For the first time since her mother disappeared, “Today” show anchor Savannah Guthrie is speaking on camera — and the emotion is impossible to miss.
In a new two-part sit-down interview with former co-anchor Hoda Kotb, Guthrie breaks down as she describes what her family has endured since her 84-year-old mother, Nancy Guthrie, went missing from her Tucson-area home nearly two months ago. A brief preview aired Wednesday, with the full interview scheduled to air in two parts on Thursday and Friday as the search approaches its eighth week.

“We are in agony. It is unbearable,” Guthrie says in the clip, visibly distraught. Her voice shakes as she explains that the hardest part isn’t only the silence — it’s the relentless imagination of what her mother might be facing. She describes waking up nightly and replaying the fear she believes her mom could have experienced. “In the darkness, I imagine her terror,” she says, calling those thoughts “unthinkable,” yet impossible to escape.

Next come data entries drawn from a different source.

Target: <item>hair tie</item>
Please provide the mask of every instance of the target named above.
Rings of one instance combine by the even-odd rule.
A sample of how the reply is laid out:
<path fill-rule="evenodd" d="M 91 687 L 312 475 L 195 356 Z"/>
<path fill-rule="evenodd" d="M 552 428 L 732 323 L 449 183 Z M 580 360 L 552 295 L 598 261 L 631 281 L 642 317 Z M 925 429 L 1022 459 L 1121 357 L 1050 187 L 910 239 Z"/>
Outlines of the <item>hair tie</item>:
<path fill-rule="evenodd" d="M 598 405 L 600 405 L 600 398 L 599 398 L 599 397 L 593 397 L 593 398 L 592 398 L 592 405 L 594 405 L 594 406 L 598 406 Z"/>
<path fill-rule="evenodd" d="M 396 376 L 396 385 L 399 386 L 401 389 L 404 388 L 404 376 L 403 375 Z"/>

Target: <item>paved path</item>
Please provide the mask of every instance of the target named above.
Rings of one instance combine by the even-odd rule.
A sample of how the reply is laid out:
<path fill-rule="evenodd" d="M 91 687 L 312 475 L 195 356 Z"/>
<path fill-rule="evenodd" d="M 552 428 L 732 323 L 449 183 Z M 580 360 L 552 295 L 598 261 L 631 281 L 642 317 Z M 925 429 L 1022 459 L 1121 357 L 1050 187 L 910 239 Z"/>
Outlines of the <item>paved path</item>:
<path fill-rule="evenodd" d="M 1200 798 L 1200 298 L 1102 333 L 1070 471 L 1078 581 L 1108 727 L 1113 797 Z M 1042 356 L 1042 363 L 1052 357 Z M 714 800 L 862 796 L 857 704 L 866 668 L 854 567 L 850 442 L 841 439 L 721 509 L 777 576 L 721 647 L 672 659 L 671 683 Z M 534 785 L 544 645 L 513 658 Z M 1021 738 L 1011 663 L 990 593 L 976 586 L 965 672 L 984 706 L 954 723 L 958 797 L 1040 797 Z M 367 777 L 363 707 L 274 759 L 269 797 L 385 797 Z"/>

“She needs to come home, now,” Guthrie adds. Then comes a plea that feels directed not just to investigators, but to anyone watching: “Someone needs to do the right thing.”
Nancy Guthrie is believed by authorities to have been taken from her home during the early morning hours of February 1. Reports say security footage from a doorbell camera captured a masked individual near the property around the time she disappeared — an image that has become one of the most haunting symbols of the case.
Since then, Guthrie has largely stepped away from the spotlight. She has been off the air, sharing only occasional messages online asking the public to help. She has remained in Arizona with her family during much of the search. Earlier this month, she was briefly seen back at NBC’s New York studios, where colleagues embraced her — a moment that underscored how deeply the situation has affected her.
The interview arrives after Guthrie and her siblings released another family statement urging the community to reflect on anything that might help investigators. They emphasized that “someone knows something,” and that even small details — moments that may not have seemed important at the time — could matter now. The family specifically asked people to think back to key dates and time windows surrounding late January and early February.
For viewers, the power of Guthrie’s interview isn’t just in what she says — it’s in the raw honesty of how she says it. This is not a polished studio segment. It’s a daughter, exhausted by uncertainty, asking for a miracle and for help.
As the investigation continues, Guthrie’s message is clear: hope is still alive — but time is heavy, and the waiting hurts.
And for her family, the most urgent headline hasn’t changed: bring Nancy home.